Acts 14:21-27’ Rev 21:1-5; John 13:31-33,34-35
There was an article in Money Saver magazine many years ago entitled: “Loving Another Is Loving Yourself.” In that article, the author said: “If you are asked what qualities you want in partners, what will they be? Actually, these qualities are the ones you desire for yourself. You want your partner to be an extension of yourself.”
I don’t know if these words of this author can be applied to Jesus by which he said in today’s gospel: “Love one another, as l have I have loved you,” (v.34). What do you think, can these words of the author I mentioned be applied to Jesus? May be they can, since the command of Jesus to love others because he loved us first is for the good of us.

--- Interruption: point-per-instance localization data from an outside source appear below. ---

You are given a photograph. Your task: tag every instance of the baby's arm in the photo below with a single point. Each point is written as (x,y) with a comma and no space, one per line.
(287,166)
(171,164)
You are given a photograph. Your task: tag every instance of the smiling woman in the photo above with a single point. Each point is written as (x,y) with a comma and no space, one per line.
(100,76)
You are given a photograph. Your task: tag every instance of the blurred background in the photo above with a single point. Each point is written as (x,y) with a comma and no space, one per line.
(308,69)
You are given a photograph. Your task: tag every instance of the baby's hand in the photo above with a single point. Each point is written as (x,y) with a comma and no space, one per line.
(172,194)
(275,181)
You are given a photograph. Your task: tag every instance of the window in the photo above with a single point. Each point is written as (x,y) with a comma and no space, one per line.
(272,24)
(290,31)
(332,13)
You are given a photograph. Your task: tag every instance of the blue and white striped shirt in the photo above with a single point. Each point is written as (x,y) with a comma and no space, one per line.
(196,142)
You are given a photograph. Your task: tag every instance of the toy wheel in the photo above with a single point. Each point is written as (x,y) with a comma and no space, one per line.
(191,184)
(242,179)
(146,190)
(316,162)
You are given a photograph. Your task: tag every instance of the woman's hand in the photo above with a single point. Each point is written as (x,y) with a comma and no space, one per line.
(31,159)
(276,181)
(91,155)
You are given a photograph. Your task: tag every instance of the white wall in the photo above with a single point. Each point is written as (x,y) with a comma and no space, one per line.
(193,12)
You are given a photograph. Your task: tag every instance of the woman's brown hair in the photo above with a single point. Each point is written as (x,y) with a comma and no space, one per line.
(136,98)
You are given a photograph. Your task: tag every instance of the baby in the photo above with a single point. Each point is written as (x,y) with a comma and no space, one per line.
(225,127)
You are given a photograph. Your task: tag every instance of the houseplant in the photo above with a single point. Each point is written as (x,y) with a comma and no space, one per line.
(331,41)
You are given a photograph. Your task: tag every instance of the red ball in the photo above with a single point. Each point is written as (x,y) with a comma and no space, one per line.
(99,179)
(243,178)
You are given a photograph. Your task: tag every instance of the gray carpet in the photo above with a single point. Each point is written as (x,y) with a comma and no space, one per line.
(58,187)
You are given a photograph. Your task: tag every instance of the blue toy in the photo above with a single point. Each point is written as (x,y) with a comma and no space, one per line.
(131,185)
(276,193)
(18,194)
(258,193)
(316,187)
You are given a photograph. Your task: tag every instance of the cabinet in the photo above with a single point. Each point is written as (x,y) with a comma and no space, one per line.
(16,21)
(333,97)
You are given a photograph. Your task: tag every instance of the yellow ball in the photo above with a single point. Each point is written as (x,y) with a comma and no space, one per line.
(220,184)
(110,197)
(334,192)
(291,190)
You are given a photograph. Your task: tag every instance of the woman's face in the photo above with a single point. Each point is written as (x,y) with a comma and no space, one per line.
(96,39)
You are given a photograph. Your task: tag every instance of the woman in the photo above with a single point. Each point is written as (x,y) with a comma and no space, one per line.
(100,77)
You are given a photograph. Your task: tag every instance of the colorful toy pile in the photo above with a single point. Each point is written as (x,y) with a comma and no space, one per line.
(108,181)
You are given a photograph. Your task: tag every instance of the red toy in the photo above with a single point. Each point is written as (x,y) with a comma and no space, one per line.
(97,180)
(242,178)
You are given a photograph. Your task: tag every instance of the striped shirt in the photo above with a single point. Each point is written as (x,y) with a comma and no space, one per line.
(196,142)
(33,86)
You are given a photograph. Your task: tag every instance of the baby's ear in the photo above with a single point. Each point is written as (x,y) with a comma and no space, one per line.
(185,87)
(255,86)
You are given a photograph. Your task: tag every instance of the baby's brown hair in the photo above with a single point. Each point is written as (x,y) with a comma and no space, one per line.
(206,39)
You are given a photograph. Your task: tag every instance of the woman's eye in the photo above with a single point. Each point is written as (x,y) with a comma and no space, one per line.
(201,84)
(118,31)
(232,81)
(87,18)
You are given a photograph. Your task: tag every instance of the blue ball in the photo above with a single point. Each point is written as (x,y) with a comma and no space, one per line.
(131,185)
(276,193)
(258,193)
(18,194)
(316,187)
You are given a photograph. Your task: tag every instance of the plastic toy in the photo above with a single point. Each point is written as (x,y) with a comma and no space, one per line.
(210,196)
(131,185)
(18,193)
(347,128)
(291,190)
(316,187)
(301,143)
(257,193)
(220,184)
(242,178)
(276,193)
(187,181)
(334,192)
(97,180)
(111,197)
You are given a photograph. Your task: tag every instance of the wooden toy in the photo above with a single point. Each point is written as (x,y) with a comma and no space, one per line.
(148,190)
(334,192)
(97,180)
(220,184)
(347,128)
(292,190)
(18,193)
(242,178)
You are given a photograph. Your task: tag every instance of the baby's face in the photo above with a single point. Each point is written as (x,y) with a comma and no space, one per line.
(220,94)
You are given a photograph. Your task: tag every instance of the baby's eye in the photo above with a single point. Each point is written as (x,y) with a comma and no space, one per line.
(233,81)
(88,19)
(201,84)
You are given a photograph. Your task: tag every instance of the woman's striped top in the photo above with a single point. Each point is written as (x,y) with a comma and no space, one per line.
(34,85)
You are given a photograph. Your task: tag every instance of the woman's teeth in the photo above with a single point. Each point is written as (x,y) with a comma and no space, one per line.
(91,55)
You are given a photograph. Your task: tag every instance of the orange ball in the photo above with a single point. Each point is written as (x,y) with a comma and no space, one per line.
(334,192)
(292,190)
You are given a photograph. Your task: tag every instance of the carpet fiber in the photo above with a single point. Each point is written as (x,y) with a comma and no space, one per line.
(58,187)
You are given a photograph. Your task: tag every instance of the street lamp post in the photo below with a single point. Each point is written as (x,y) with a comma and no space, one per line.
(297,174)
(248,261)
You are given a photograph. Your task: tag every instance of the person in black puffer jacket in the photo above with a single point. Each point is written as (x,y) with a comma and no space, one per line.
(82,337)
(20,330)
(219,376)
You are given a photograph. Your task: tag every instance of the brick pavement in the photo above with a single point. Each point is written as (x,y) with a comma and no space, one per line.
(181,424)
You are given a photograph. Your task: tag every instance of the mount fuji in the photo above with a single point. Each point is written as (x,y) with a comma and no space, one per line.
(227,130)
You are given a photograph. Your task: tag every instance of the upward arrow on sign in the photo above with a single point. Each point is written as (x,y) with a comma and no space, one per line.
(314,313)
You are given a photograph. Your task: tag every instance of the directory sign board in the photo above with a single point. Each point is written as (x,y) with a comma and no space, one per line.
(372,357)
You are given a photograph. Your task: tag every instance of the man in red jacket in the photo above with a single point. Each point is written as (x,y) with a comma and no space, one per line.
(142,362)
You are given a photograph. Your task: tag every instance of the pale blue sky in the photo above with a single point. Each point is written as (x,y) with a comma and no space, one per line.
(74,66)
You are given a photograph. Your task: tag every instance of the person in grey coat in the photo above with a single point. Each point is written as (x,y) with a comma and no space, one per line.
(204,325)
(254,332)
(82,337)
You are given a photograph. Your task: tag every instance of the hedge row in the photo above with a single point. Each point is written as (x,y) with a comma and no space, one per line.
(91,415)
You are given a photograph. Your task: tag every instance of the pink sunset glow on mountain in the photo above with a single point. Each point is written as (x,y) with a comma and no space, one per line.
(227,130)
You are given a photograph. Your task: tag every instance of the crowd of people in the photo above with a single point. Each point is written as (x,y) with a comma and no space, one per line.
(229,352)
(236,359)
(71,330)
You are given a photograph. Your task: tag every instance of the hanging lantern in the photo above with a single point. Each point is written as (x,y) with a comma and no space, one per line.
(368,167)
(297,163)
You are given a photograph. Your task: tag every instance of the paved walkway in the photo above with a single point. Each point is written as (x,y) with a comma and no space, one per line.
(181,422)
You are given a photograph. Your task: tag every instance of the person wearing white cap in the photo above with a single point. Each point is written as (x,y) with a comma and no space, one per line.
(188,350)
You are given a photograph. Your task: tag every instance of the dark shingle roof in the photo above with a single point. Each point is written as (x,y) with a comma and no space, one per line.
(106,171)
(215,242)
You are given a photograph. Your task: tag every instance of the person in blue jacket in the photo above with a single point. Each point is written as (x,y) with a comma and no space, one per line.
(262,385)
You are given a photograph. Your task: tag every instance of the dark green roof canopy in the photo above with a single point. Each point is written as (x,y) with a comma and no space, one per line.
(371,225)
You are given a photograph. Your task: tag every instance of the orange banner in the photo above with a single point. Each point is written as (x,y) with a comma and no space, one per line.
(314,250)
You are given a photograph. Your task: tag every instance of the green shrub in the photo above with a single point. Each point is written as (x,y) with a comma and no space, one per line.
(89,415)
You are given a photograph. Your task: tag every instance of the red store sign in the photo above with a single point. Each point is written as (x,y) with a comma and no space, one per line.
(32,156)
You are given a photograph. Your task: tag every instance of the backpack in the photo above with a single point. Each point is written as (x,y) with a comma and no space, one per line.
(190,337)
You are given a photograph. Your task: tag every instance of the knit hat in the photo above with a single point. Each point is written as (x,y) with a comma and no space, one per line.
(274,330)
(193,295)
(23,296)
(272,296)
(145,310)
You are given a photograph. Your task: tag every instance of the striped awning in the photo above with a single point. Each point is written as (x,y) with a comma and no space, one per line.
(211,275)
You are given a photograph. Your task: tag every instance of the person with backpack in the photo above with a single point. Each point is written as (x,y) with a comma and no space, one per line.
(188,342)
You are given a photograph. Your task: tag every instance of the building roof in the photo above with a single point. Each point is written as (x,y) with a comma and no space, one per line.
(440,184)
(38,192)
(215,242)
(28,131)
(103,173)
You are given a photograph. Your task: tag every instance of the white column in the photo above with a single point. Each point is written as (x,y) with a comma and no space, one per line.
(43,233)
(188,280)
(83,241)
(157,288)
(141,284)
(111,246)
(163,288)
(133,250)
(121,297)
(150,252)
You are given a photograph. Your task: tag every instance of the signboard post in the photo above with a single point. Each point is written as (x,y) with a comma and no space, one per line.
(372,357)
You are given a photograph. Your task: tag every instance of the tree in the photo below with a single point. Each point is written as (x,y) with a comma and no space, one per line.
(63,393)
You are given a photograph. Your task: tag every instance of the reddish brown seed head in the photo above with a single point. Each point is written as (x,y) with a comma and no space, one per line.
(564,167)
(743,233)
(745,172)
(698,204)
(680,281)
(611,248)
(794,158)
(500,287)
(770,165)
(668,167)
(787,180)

On this statement of Jesus, I propose three things for you to reflect based on the idea of Bishop Villegas homily:
First, it is a Command. It is not an invitation. It is not a request and it is not an option. First and foremost, it is a command or an order. Being a command, it calls for total obedience on our part. In other words, it is an obligation to love one another.
Second, the Lord says to us: “Love one another.” He did not say, “Love one another when you are both young or when you are both healthy.” He did not say: “Love one another when the other one has stopped offending you.” He did not say: “love one another when the other loves you or good to you or he/she is cute or he/she is rich,” and others. The Lord only says, “Love one another,” without any conditions or limitations. He might say: “Lover one another even if she/he doesn’t love you or like or refuses to forgive you or he/she doesn’t need you anymore or she/he is no longer cute and desirable”. In other words, to love is forever.
There was a little girl who was born without an ear. She became shy and introverted person. There were times when she would go home crying because her classmates made fun of her. When she became a teenager, her mother brought her to a surgeon who performed an ear transplant on her. The operation was successful and she became a normal and happy person.
Not long after she had a boyfriend. After several years, she decided to get married. On the eve of her wedding day, she went inside her mother’s room to thank her. But as she embraced her, she noticed something strange…something absent. She realized that beneath the long hair of her mother was a missing ear.
She cried and said: “It was you! All these years you didn’t tell me it was you.” The mother replied: “My child, I didn’t tell you because I don’t want you to be sad for me. I did it because I want you to be happy, to see you happy with your life. You don’t lose something when you give it to someone you love.”
Third, the Lord says: “Love one another as I have loved you.” In this statement, once again, Jesus reminds us that love is the soul of our Christian life. It is not the liturgy or the cultic worship but love which is the core and the soul of our Christian life.
When St. Bernard was asked, what is the measure of love, he answered: “The measure of love is to love without measure.” Our Lord Jesus Christ gave us an example of a love without measure. He did not condemn Mary Magdalene. He called St. Matthew to be His apostle even though Matthew was a tax collector and a sinner. He even was not afraid to touch and heal the sick and stretched out his hands to the lepers who were considered as ‘untouchables’ during that time because nobody wanted to touch them and be near to them.
This is the reason why we have to love one another not in the measure of our human ability to love or on account of how others can return our love but as God has loved us. Like for example, for wives, your husbands may not be perfect husbands yet you have to love them not because they have met your expectations but as Jesus loved us. For husbands, your wives may have weaknesses and shortcomings, but as Jesus loved us you must love them. You may have frustrations with your children but you continue to love them because of the love of Jesus that you experience in your life. This Christian principle is applied even to our enemies.
To end my sharing with you, I would like you to reflect on these questions: Do you make love as the soul of your life? Do you love enough to give life to your Christian commitment? If not, then all liturgies, all cultic worship would become in vain.